Momento é de ascensão dos híbridos, que combinam propulsor convencional e elétrico

A onda elétrica passa por um choque de realidade na indústria automotiva. Nos últimos meses, fabricantes globais começaram a anunciar, um após o outro, planos de desacelerar a aposentadoria dos motores a combustão nos próximos anos.

A Toyota puxou a fila no meio de agosto ao deixar claro que vai priorizar veículos híbridos, os modelos combinam propulsão elétrica e a combustão. No caso dos tipos plug-in, que contam com motor elétrico mais parrudo, podem aproveitar o melhor dos dois mundos: rodar com eletricidade e economizar combustível ou usar derivados do petróleo, álcool ou gás natural, quando for necessário. Por exemplo, quando não houver estações de recarga elétrica pelo caminho.

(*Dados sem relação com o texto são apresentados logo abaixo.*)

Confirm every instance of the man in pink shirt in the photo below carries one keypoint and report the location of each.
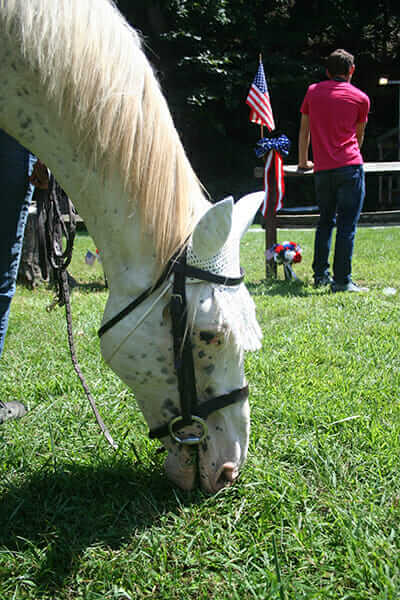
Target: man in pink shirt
(334, 114)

Desde então, uma série de fabricantes começou a rever seus planos. A sueca Volvo, que havia se comprometido a só ter modelos elétricos até 2030, anunciou nesta quarta-feira que não vai ser bem assim. A meta foi abandonada e a fabricante prevê ainda oferecer veículos híbridos depois desse prazo.

Foto: Adobe Stock

A americana Ford também tinha planos de abandonar os motores tradicionais nos próximos seis anos. Já mudou de ideia. A montadora reduziu no mês passado o investimento em veículos elétricos para 30% do orçamento anual, ante 40% quando traçou sua estratégia de zerar emissões.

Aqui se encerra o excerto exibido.